With assistance from the Legal Defense Fund, Swanson filed a case against the University of California, which came on the heels of the previous successful rulings in Sweatt v. Painter and McLaurin v. Oklahoma Board of Regents (1950). In those cases, the Supreme Court ruled that segregation of black students by state-funded institutions in higher education stigmatized them and deprived them of access to an equal education. Following the precedents set by victories in the earlier cases, in a trial that lasted less than 30 minutes, the U.S. Circuit Court of Appeals ruled that a state institution maintaining only one tax-supported graduate “cannot bar Negroes for reasons of race or color,” and ordered Swanson’s admission.

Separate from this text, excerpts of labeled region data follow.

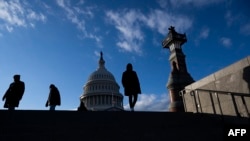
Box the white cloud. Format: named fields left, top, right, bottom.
left=56, top=0, right=102, bottom=47
left=143, top=9, right=193, bottom=35
left=170, top=0, right=225, bottom=7
left=220, top=37, right=232, bottom=48
left=0, top=0, right=46, bottom=32
left=106, top=10, right=144, bottom=54
left=124, top=94, right=170, bottom=111
left=106, top=9, right=192, bottom=54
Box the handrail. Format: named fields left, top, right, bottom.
left=180, top=89, right=250, bottom=117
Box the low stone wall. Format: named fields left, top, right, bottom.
left=183, top=56, right=250, bottom=117
left=0, top=110, right=249, bottom=141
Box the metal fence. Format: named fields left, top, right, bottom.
left=180, top=89, right=250, bottom=117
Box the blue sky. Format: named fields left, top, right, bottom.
left=0, top=0, right=250, bottom=111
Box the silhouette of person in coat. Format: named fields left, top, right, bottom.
left=122, top=63, right=141, bottom=111
left=45, top=84, right=61, bottom=111
left=2, top=74, right=25, bottom=110
left=77, top=101, right=88, bottom=111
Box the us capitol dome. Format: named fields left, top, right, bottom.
left=80, top=52, right=124, bottom=111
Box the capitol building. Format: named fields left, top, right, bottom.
left=80, top=52, right=124, bottom=111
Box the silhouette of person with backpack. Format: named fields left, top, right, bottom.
left=2, top=74, right=25, bottom=110
left=45, top=84, right=61, bottom=111
left=122, top=63, right=141, bottom=111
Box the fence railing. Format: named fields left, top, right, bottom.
left=180, top=89, right=250, bottom=117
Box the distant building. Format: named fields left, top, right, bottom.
left=181, top=56, right=250, bottom=118
left=162, top=26, right=194, bottom=112
left=80, top=52, right=123, bottom=111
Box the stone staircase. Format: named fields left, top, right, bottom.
left=0, top=110, right=249, bottom=141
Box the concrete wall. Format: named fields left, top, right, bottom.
left=184, top=56, right=250, bottom=117
left=0, top=110, right=249, bottom=141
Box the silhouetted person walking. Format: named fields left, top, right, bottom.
left=122, top=63, right=141, bottom=111
left=3, top=74, right=25, bottom=110
left=45, top=84, right=61, bottom=111
left=77, top=101, right=88, bottom=111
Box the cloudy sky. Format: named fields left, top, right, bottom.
left=0, top=0, right=250, bottom=111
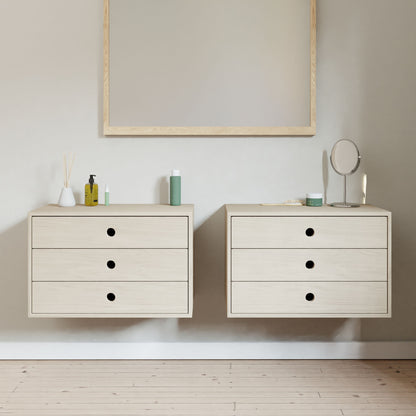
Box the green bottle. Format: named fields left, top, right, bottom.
left=85, top=175, right=98, bottom=207
left=170, top=169, right=181, bottom=206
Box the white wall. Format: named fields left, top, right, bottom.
left=0, top=0, right=416, bottom=350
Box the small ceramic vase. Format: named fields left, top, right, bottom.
left=58, top=187, right=75, bottom=207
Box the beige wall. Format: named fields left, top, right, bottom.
left=0, top=0, right=416, bottom=342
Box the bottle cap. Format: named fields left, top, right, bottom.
left=306, top=193, right=322, bottom=199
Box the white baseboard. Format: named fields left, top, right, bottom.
left=0, top=342, right=416, bottom=360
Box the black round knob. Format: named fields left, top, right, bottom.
left=305, top=293, right=315, bottom=302
left=305, top=228, right=315, bottom=237
left=305, top=260, right=315, bottom=269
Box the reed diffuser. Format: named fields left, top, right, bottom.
left=58, top=153, right=75, bottom=207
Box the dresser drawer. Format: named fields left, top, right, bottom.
left=231, top=216, right=387, bottom=248
left=32, top=249, right=188, bottom=281
left=32, top=282, right=188, bottom=316
left=32, top=216, right=188, bottom=248
left=231, top=282, right=387, bottom=317
left=231, top=249, right=388, bottom=281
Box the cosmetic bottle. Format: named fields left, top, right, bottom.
left=85, top=175, right=98, bottom=207
left=170, top=169, right=181, bottom=206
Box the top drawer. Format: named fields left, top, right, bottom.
left=32, top=216, right=188, bottom=248
left=231, top=216, right=387, bottom=248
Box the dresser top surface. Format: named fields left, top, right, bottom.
left=29, top=204, right=194, bottom=217
left=225, top=204, right=390, bottom=217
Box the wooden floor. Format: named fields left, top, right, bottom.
left=0, top=360, right=416, bottom=416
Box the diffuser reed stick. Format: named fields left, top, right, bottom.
left=64, top=153, right=75, bottom=188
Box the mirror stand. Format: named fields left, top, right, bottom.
left=329, top=175, right=360, bottom=208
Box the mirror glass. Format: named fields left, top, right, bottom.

Though Swanson successfully enrolled in the fall of 1950, he was barred from living on campus and isolated from social activities. In July 1951, he withdrew from the university, citing harassment and racial hostility. Swanson went on to practice law in Martinsville and Alexandria, Virginia and later for the Internal Revenue Service until he retired in 1984. Though he withdrew from the University of Virginia, Swanson’s case paved the way for other African Americans to successfully gain admission to the school sans legal enforcement.